SBA 504 Loans
Business owners and ReProp Financial find that 504 loans are geared to a greater variety of businesses than conventional bank loans. The SBA describes 504 loans as a “long-term financing tool, designed to encourage economic development within a community.” The 504 program is available to a broad array of businesses, from local theaters to motels, wineries, limousine rental companies, restaurants, and everything in between.
What businesses are eligible to apply for SBA Loans?
- Owner-operated, for-profit business that occupy 50% or more of their premises.
- Business tangible net worth must not exceed $7.5 million.
- Annual net income must not exceed $2.5 million (after taxes, for preceding two years).
504 loans are not available for businesses to use in speculation or investment in rental real estate.
Typical structure of an SBA loan
SBA 504 financing is a collaboration between a first lien loan from a lender like ReProp and long-term, fixed-rate financing provided by the SBA. This commercial real estate financing can be used for expansion, modernization or acquisition of major fixed assets.
- Borrower secures a loan from ReProp Financial to cover up to 50% of the project cost.
- The remainder of the financing is from the SBA and is processed by a Certified Development Company (CDC). This SBA loan is a junior lien covering up to 40% of the project cost.
- The borrower should expect to cover at least 10% of the project cost (equity).
How can I use SBA loan funds?
Proceeds from a 504 loan must be used for fixed asset projects such as:
- The purchase of commercial real estate with existing buildings.
- The purchase of land and construction of new facilities; including grading, street improvements, utilities, parking lots and landscaping.
- Renovation, remodeling, etc. of existing facilities.
- The purchase of long-term machinery and equipment.
Maximum SBA Loan
The maximum SBA loan can be between $1.5 and $4 million depending on what the business is. ReProp financial makes loans for $200K to $1.9 million in the Western United States.
Other SBA Financing
The 7(a) loan program is generally for expansion, working capital, asset purchases, and consolidations. The Microloan Program is funded through CDCs and offers loans up to $50,000. ReProp can make local referrals for 7a and Microloan financing.
Equity Advantage Program
Tenant Occupied to Owner Occupied Purchase Money Commercial Real Estate Loan Program
Small business owners are able to take advantage of historically low interest rates to purchase or refinance commercial real estate property for loan amounts from $200M-$1.9MM. We offer rates very close to standard bank rates. When our loan is combined with a low-cost, fixed-rate SBA loan – that we help to arrange – the resulting monthly payment may be near or less than their monthly rent payment. We make these loans in Western States.
For as little as 10% down small business owners may be able to take advantage of the SBA 504 program. Total financing for up to 90% of the purchase price or current value of commercial real estate is available for borrowers with good credit, or even poor credit with acceptable explanations. Certain types of equipment may also be financed.
Whether you are referred by your bank or a mortgage advisor, we make our offer directly to you, the potential borrower. With your completed application, our initial decision is returned in less than 48 hours. If we are not able to make the loan, and we believe another lending source would be a better fit for you, then we will refer you to a preferred lender.
In addition, if needed we will refer you to a knowledgeable commercial real estate brokers in your region to assist in negotiating with current landlords or to help with a business relocation.
Long term loans – Loans that are either fully amortized or partially amortized, for owner occupied or investor owned (tenant occupied) commercial real estate. These loans are always first lien loans that either stand alone, or have a second lien component made by us or others such as SBA in a 504 loan structure.

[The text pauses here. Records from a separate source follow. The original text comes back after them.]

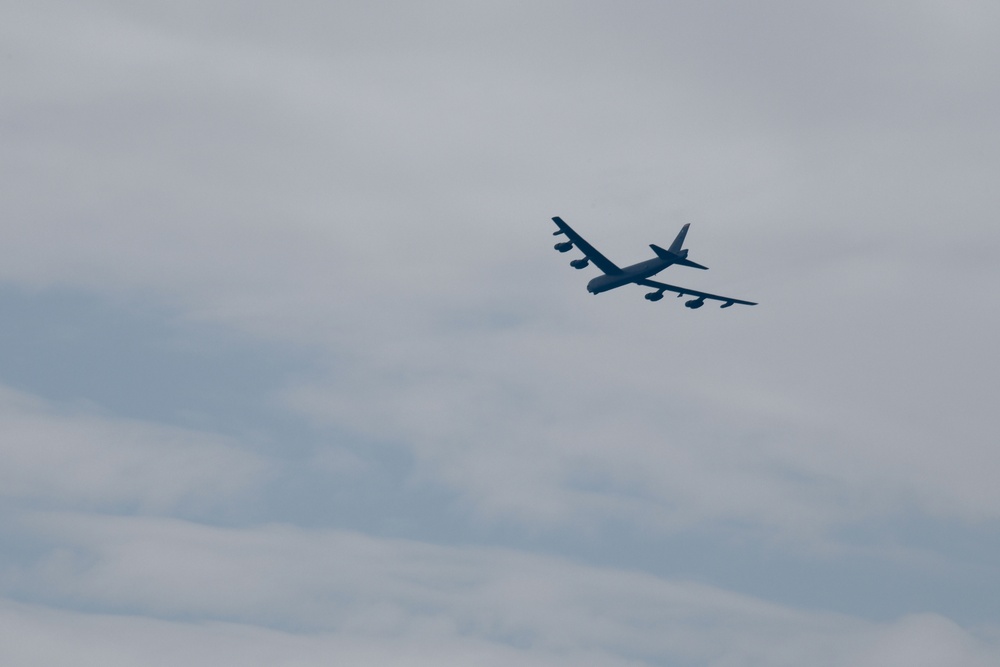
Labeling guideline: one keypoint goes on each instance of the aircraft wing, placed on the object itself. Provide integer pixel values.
(599, 260)
(684, 291)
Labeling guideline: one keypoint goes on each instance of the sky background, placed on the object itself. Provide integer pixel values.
(291, 375)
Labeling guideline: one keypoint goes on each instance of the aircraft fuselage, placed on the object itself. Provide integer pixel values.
(629, 274)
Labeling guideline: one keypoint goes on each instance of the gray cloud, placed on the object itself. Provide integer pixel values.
(370, 184)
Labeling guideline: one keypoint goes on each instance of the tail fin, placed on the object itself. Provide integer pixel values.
(676, 252)
(678, 243)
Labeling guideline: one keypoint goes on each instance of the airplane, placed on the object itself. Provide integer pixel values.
(640, 273)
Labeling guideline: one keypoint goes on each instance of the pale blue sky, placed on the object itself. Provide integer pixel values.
(290, 372)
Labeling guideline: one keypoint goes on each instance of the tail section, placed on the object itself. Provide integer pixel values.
(678, 244)
(676, 251)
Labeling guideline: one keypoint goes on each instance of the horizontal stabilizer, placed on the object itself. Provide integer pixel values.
(693, 265)
(675, 257)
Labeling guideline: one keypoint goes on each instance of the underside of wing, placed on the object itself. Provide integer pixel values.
(684, 291)
(591, 253)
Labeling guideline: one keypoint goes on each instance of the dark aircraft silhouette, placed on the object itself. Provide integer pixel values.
(640, 273)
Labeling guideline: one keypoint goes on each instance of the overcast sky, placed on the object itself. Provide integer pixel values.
(290, 373)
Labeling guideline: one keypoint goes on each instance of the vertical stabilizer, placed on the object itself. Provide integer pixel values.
(678, 243)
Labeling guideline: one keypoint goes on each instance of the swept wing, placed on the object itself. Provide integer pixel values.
(599, 260)
(684, 291)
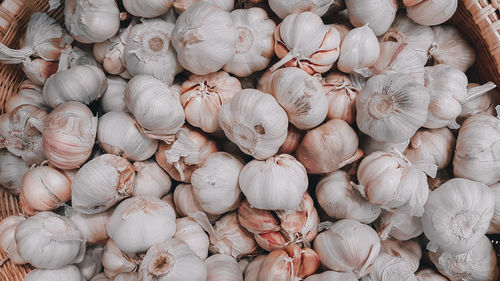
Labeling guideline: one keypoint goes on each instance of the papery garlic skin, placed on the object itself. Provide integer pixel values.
(254, 48)
(329, 147)
(340, 200)
(378, 14)
(476, 152)
(457, 215)
(360, 49)
(91, 21)
(101, 183)
(155, 106)
(304, 41)
(172, 260)
(118, 134)
(49, 241)
(204, 38)
(140, 222)
(391, 108)
(43, 189)
(202, 97)
(348, 236)
(69, 135)
(478, 264)
(255, 122)
(277, 183)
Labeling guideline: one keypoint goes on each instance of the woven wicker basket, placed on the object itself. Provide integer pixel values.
(477, 19)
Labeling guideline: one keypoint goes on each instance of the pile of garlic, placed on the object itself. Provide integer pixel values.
(203, 140)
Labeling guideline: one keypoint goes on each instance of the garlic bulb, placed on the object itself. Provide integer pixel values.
(7, 241)
(191, 233)
(223, 268)
(283, 8)
(389, 180)
(43, 189)
(391, 108)
(21, 133)
(49, 241)
(148, 50)
(101, 183)
(301, 95)
(255, 122)
(378, 14)
(479, 264)
(93, 227)
(329, 147)
(449, 47)
(432, 12)
(407, 250)
(277, 183)
(340, 200)
(404, 30)
(434, 146)
(185, 154)
(12, 169)
(457, 214)
(91, 21)
(304, 41)
(360, 49)
(254, 48)
(215, 183)
(66, 273)
(172, 260)
(118, 134)
(202, 97)
(348, 236)
(205, 38)
(140, 222)
(82, 83)
(477, 154)
(112, 99)
(69, 135)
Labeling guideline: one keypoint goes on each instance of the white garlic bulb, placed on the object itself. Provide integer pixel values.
(255, 122)
(185, 154)
(301, 95)
(348, 246)
(254, 48)
(202, 96)
(172, 260)
(21, 133)
(190, 232)
(204, 38)
(360, 49)
(69, 135)
(140, 222)
(91, 21)
(340, 199)
(378, 14)
(223, 268)
(449, 47)
(49, 241)
(118, 134)
(477, 154)
(457, 215)
(277, 183)
(12, 169)
(304, 41)
(101, 183)
(8, 244)
(391, 108)
(43, 189)
(479, 264)
(431, 146)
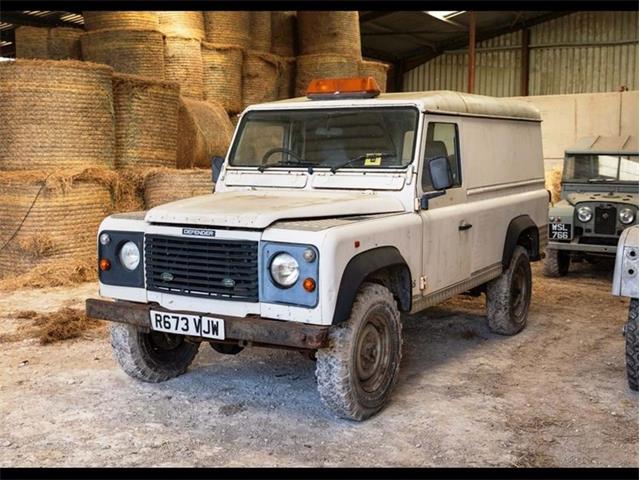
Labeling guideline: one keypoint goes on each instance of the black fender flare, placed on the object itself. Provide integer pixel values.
(357, 270)
(514, 231)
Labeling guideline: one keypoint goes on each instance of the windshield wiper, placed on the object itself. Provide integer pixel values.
(359, 158)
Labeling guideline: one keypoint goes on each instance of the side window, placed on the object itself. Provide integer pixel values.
(442, 141)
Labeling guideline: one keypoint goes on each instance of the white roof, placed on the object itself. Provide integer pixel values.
(436, 101)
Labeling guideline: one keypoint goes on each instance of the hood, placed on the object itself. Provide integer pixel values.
(252, 209)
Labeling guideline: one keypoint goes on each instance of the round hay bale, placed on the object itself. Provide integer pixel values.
(260, 31)
(377, 70)
(309, 67)
(183, 64)
(167, 185)
(146, 114)
(286, 77)
(284, 35)
(222, 66)
(137, 20)
(136, 52)
(182, 24)
(204, 130)
(55, 114)
(227, 28)
(32, 42)
(329, 32)
(259, 78)
(64, 43)
(50, 221)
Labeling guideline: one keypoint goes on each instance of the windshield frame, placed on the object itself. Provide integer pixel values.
(323, 168)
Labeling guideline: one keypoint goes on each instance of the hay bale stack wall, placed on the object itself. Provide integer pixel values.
(127, 20)
(329, 32)
(222, 65)
(260, 31)
(182, 24)
(228, 28)
(55, 115)
(204, 130)
(146, 113)
(309, 67)
(259, 78)
(377, 70)
(136, 52)
(183, 65)
(284, 34)
(167, 185)
(46, 221)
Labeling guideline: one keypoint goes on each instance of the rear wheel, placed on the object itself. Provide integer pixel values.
(556, 263)
(151, 357)
(509, 296)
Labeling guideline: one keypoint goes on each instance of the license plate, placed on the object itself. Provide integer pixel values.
(183, 324)
(559, 231)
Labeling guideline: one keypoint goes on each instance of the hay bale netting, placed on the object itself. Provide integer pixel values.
(329, 32)
(259, 78)
(286, 77)
(377, 70)
(167, 185)
(222, 66)
(48, 219)
(284, 35)
(183, 64)
(204, 131)
(182, 24)
(55, 114)
(146, 114)
(309, 67)
(260, 31)
(137, 20)
(136, 52)
(228, 28)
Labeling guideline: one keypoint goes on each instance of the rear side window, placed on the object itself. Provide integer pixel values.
(442, 141)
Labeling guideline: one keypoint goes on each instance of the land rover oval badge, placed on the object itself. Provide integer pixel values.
(166, 276)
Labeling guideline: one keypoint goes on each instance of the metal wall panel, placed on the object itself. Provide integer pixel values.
(580, 53)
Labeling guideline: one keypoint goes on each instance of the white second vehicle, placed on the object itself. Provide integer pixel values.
(332, 214)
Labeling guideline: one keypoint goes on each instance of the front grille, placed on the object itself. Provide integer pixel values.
(222, 269)
(605, 220)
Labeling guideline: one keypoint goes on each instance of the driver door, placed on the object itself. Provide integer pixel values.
(447, 236)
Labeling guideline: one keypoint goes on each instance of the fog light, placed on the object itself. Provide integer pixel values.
(105, 264)
(309, 284)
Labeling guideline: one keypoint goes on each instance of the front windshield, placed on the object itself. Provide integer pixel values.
(600, 168)
(375, 138)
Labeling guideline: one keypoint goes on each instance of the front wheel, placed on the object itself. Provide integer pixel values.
(359, 368)
(631, 343)
(509, 296)
(151, 357)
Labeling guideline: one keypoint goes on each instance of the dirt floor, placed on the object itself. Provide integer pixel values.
(554, 395)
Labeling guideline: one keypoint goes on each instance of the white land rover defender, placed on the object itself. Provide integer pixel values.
(332, 214)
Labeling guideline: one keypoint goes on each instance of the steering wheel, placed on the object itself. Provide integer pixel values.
(291, 153)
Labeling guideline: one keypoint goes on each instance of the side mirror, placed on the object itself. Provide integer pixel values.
(216, 168)
(440, 172)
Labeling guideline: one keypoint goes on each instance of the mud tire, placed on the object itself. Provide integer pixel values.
(509, 296)
(358, 370)
(151, 357)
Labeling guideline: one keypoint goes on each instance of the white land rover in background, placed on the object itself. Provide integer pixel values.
(333, 214)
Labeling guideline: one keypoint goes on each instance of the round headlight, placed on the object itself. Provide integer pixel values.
(626, 216)
(130, 256)
(585, 214)
(284, 269)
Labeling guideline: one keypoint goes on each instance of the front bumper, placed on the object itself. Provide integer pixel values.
(251, 329)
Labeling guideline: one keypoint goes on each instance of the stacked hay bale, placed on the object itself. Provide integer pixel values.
(48, 43)
(57, 151)
(329, 46)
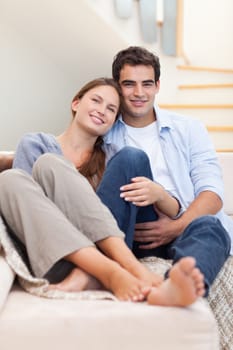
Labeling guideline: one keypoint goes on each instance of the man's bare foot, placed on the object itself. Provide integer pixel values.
(184, 285)
(77, 281)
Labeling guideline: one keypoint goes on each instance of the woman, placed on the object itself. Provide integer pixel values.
(60, 220)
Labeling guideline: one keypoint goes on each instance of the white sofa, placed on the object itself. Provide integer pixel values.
(96, 320)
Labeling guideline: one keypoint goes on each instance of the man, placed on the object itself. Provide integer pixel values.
(183, 161)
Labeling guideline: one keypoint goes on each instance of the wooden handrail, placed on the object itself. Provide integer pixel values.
(196, 106)
(222, 128)
(205, 86)
(207, 69)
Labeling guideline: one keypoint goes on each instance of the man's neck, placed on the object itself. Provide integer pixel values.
(137, 121)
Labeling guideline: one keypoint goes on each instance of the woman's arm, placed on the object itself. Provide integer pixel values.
(143, 191)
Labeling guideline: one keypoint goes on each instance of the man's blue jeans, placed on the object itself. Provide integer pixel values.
(204, 238)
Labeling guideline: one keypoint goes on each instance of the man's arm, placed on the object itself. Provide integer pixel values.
(165, 230)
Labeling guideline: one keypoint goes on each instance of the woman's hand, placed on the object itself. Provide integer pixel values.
(142, 191)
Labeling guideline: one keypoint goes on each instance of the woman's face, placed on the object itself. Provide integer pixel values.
(96, 111)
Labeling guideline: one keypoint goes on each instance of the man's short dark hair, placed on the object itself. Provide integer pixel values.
(134, 56)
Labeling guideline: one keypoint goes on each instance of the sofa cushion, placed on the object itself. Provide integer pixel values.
(40, 323)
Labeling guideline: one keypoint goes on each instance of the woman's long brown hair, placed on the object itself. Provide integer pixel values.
(93, 168)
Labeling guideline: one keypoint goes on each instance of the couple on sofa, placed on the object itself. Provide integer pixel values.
(52, 210)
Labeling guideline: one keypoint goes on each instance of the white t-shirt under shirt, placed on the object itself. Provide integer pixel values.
(147, 139)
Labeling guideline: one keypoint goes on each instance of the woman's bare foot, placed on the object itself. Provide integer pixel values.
(147, 276)
(77, 281)
(184, 285)
(127, 287)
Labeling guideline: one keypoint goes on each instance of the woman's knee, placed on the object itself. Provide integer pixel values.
(132, 154)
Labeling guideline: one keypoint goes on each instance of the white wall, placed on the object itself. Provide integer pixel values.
(51, 47)
(48, 49)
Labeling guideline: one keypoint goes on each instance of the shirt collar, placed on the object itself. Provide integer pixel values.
(162, 116)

Short term “transitional” financing – We bridge the gap in the borrower’s needs from point A to B. For example, we can lend when institutional financiers will not – particularly for hospitality or land loans, or because your income stream is not yet robust enough or consistent enough for prime time lending. These loans can be anywhere from one to five years in length. Another scenario is where we make a construction loan, where the property can be refinanced when it is completed, or a couple of years after completion (called “mini-perm” financing) when a business can show that it generates adequate income for traditional lenders.